第17話


シンリ………苗字を言わないということは、この方は、貴族令嬢ではない侍女さんなんですね?


まさか、こんなに早く、貴族ではない侍女さんと関わることになるなんて!驚きました。


「私の父は、この屋敷にある庭で、庭師をしています。母は、伯爵家の侍女長です。なので、ここで生まれ育った私がご案内いたします。」


「ええ、シンリ、よろしくお願いしますね。」


ニワシって何のことなのかしら?侍女のような職業なのかしら?


庭と関連した言葉のように聞こえましたから、お庭と関係しているのかもしれません。






屋敷の裏手にある、お庭に着きました。


本当に、本当に、素晴らしく綺麗なお庭………!


可愛いらしい色とりどりの薔薇が咲き誇って、みんな、立派に元気です。


「まあ!なんて可愛いらしいのでしょうか!」


「庭師………お庭を管理している私の父が綺麗に植えた薔薇たちです。
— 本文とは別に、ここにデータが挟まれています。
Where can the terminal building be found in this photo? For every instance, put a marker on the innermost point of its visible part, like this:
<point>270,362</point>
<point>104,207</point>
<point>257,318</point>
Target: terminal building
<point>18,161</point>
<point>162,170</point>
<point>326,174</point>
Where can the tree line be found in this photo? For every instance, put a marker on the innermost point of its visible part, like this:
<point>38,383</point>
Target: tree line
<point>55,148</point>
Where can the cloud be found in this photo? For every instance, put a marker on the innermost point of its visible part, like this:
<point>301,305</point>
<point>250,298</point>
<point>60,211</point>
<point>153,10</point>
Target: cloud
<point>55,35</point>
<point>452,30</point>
」


「赤、ピンク、白、黄、薄紫、青、橙、様々な薔薇が咲き誇っていたはずだよ。」


この薔薇園は、シンリのお父上が管理されて……


なるほど。ニワシは、庭を管理してらっしゃる人達のことね!


それと、こんなにたくさんあって、色まで記憶しているレナートさん、素晴らしい!


「とても素敵な父上ね!これは、もう芸術家と言っても、良いくらいよ!」


「あ、ありがとうございます!父に伝えさせていただきます!ありがとうございます!」


我が家の庭は、シンプルかつ、非常に質素で、華やかというわけではないの。


上手く管理が出来ないからって、放置気味よ。ニワシさんって、素敵ね!


わたくしも、こんな可愛いらしくて、素敵な、まるで、天国に来たみたいな明るいお庭作りをしてみたいわ。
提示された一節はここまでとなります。